Earnings offset higher network losses
NEW YORK — Higher profits from radio and TV stations drove CBS Corp. to a $4 million net profit in the second quarter, compared with an $11 million loss a year earlier, despite a sharply higher loss at the CBS network.
Earnings before cash flow (interest, taxes, depreciation and amortization), which analysts consider the best measure of operating performance, improved 22% to $275 million on 16% higher revenues of $1.48 billion.
CBS announced a $2 billion increase in its stock buyback program to a maximum of $3 billion. Since the program began in February, CBS has bought back about $500 million of stock, a spokesman said.
Despite the strong profit performance, the quarterly result disappointed Wall Street and CBS stock plunged $2 to $31.68 on a very choppy day in the market.
Lehman Bros. analyst Tim Wallace said the quarterly cash flow result was in line with most analyst expectations, but Wall Street overreacted negatively because the market “is generally very nervous” and stocks that don’t do better than expectations “get ripped apart.”
CBS television operations, including the network, TV station group and the cable networks, increased cash flow 33% to $133 million on 14% higher sales of $1.03 billion.
Previously CBS has separately disclosed the results of the network, station group and cable networks, but the broadcaster is frustrated with what it sees as Wall Street’s overemphasis on the losses generated by the network, compared with the profits made by the station group. CBS’ financial disclosure was also (and remains) more detailed than that of NBC, ABC or Fox.
Analysts estimated that the CBS network’s cash flow loss jumped from $6 million last year to about $30 million despite slightly higher revenues, while the station group’s cash flow is estimated to have grown almost 20% to about $115 million. CBS declined comment.
“The TV station group performed extremely well,” said Salomon Smith Barney analyst Paul Sweeney, noting that the GM strike had not hurt its earnings in the quarter.
Lehman’s Wallace said the strike and soft national advertising generally contributed to the heavier losses at the network, however.

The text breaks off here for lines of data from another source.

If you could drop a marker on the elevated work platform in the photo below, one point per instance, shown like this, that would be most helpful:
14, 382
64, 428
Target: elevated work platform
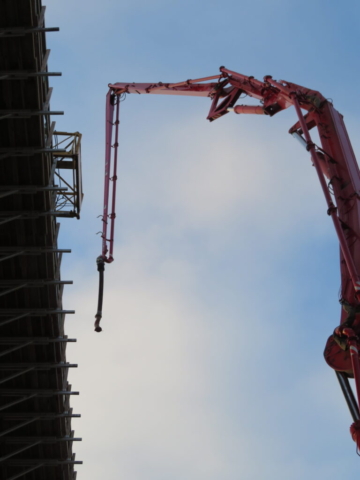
40, 180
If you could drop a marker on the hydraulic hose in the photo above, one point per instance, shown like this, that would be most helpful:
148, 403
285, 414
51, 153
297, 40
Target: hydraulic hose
101, 268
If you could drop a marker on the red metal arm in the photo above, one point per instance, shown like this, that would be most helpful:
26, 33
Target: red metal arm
334, 161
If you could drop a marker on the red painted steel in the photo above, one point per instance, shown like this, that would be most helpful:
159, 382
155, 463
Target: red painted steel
334, 161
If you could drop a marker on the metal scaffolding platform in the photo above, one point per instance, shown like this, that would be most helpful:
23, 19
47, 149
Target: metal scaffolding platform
40, 180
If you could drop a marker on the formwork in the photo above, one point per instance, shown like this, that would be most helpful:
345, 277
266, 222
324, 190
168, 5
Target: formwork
40, 181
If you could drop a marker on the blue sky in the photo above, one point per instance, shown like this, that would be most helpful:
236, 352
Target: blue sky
225, 282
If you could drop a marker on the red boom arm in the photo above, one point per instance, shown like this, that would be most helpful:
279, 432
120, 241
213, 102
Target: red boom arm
335, 164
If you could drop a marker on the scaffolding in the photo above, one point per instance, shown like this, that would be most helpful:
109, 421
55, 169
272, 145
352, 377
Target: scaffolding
40, 181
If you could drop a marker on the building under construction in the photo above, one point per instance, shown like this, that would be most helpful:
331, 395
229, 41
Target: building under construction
40, 181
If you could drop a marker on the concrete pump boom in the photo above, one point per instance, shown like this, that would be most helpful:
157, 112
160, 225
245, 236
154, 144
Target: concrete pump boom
336, 167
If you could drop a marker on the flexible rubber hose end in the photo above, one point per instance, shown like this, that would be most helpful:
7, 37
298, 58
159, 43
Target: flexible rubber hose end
97, 323
355, 433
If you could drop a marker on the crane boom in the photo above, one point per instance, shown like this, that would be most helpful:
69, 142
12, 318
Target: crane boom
336, 167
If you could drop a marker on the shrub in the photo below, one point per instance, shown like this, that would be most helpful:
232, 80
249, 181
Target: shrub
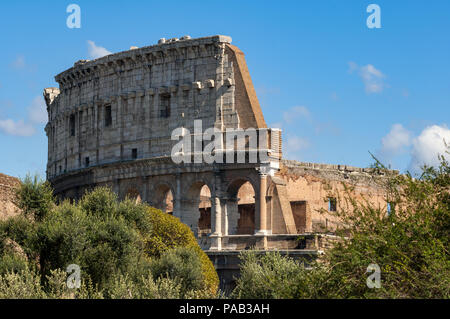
267, 276
167, 233
182, 263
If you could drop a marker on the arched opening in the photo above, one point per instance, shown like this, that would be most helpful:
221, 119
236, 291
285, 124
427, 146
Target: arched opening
163, 199
196, 207
204, 222
240, 208
133, 194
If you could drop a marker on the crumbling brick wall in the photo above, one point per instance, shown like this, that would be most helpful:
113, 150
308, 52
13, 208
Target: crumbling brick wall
8, 185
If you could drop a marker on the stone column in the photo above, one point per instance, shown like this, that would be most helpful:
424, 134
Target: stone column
262, 204
224, 203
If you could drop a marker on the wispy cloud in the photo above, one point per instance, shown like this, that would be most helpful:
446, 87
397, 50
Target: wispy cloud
293, 146
37, 115
395, 141
372, 78
95, 51
422, 149
295, 113
428, 145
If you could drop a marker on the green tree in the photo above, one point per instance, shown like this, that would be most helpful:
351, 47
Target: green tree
410, 245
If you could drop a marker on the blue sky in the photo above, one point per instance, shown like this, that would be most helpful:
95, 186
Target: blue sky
337, 88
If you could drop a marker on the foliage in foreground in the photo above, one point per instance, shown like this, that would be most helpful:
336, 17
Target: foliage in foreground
410, 245
124, 249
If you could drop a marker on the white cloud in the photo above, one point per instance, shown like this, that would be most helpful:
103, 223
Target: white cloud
293, 145
95, 51
296, 113
19, 128
395, 141
428, 145
37, 112
371, 77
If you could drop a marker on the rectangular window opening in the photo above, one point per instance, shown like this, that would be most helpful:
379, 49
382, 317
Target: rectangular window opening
164, 106
332, 204
72, 125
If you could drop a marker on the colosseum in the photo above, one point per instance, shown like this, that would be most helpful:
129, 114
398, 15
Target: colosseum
111, 123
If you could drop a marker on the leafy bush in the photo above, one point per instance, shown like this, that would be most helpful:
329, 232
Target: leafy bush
182, 263
34, 197
410, 245
167, 233
267, 276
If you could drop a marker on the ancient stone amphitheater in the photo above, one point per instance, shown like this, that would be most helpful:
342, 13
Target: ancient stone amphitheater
111, 121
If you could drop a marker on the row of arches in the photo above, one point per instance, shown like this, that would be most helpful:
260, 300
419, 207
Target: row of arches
197, 206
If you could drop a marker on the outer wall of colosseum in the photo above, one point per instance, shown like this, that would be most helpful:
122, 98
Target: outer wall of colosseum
111, 121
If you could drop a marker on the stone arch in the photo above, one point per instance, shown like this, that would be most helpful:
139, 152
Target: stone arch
163, 198
240, 207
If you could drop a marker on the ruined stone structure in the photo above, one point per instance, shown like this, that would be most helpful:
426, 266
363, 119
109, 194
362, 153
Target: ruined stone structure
8, 186
111, 122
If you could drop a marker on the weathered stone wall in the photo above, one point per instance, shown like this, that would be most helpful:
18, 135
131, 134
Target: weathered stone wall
8, 185
315, 183
103, 109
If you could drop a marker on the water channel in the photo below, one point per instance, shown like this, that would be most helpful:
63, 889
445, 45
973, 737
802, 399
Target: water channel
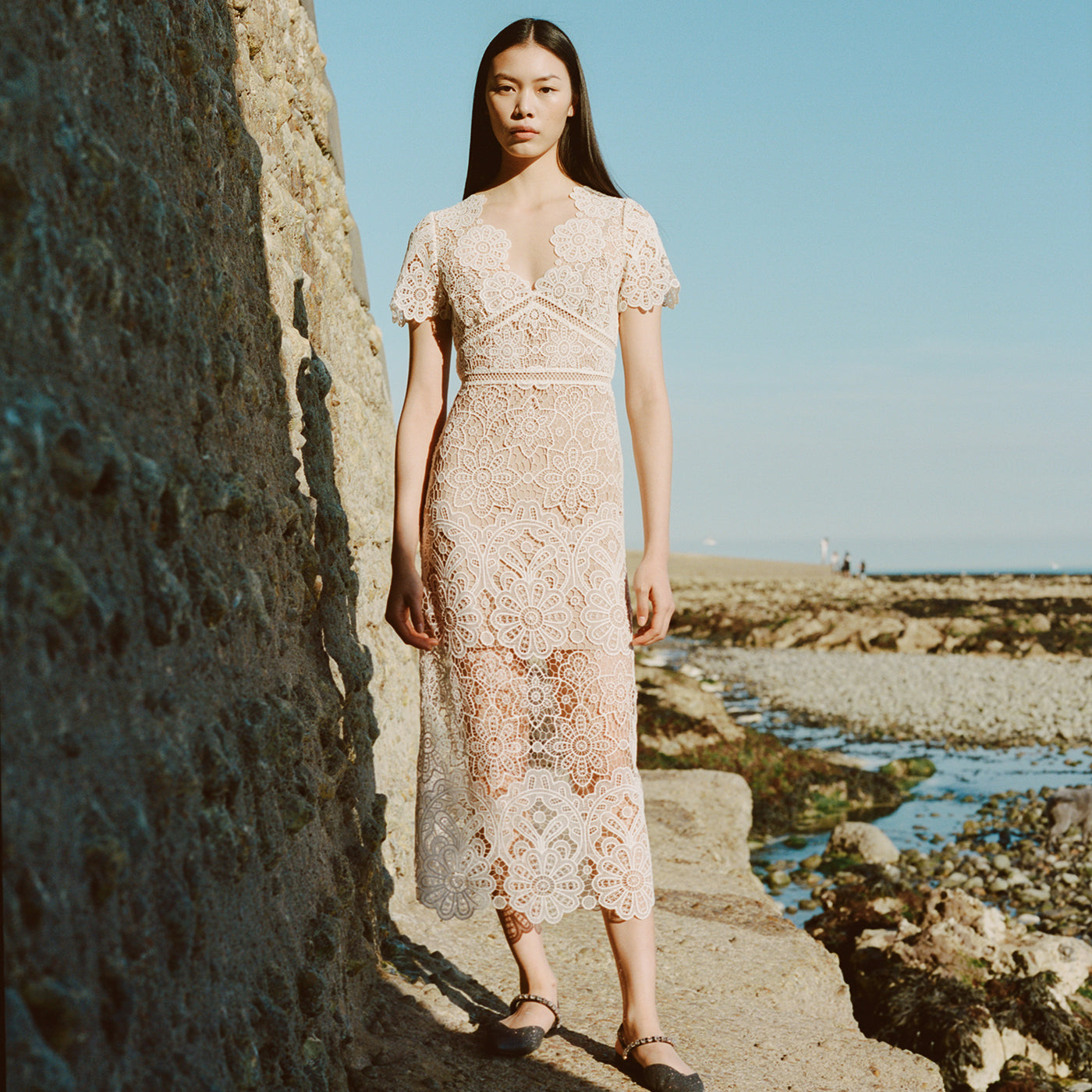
937, 807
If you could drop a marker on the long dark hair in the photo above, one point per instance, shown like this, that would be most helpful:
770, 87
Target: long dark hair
578, 151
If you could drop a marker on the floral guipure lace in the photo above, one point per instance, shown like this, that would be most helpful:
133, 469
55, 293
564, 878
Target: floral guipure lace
529, 795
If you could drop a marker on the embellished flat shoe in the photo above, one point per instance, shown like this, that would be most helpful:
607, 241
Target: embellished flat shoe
512, 1042
657, 1077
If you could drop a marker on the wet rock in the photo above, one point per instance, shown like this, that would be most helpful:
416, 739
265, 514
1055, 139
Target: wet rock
948, 963
311, 987
860, 840
166, 601
63, 586
30, 1062
105, 859
59, 1010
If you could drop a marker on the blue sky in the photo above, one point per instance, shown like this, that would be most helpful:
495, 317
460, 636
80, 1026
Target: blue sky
881, 218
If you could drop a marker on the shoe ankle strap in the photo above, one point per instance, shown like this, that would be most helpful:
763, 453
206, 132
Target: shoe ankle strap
627, 1048
520, 998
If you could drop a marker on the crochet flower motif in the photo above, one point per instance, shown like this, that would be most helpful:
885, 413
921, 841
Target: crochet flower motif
578, 240
460, 619
571, 480
483, 248
486, 475
622, 881
530, 617
565, 285
605, 619
544, 885
502, 289
498, 751
580, 750
529, 427
458, 881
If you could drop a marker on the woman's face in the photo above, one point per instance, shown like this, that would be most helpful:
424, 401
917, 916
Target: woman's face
530, 98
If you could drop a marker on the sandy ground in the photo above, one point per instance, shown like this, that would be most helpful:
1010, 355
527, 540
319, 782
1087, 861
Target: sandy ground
755, 1004
687, 567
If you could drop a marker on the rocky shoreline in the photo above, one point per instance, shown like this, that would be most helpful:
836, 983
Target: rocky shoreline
1042, 616
682, 726
957, 700
925, 944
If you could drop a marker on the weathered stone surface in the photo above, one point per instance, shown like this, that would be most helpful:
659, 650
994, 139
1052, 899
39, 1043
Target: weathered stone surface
753, 1002
194, 498
860, 840
958, 980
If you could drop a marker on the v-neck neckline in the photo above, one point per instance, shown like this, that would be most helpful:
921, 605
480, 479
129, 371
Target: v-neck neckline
533, 285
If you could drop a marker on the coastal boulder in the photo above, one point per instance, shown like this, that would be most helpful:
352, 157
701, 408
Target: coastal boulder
860, 840
958, 982
920, 636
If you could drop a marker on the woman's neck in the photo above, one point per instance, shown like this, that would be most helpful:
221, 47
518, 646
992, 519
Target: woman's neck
532, 182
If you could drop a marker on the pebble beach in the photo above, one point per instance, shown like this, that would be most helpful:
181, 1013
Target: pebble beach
958, 699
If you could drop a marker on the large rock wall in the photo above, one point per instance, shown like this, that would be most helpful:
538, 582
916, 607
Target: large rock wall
194, 452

CBS’ radio station group, which the broadcaster chairman Michael Jordan describes as “the jewel in the crown,” continued to post strong profit growth. Its cash flow rose 26% to $198 million on 21% higher sales of $456 million.
“We are pleased with the ongoing growth of radio and outdoor, the television stations and the network. We look forward to the return of the NFL and the debut of our new fall programming schedule to drive our television operations,” CBS president Mel Karmazin said in a statement.
CBS’ cable operations, mainly the Nashville Network and Country Music Television, continued to do well and earned about $50 million in cash flow in the quarter, analysts estimated, up from $40 million a year earlier.
CBS’ remaining industrial operations, which it has agreed to sell, increased its cash flow loss slightly to $38 million in the quarter. CBS’ interest expense fell 17% to $85 million.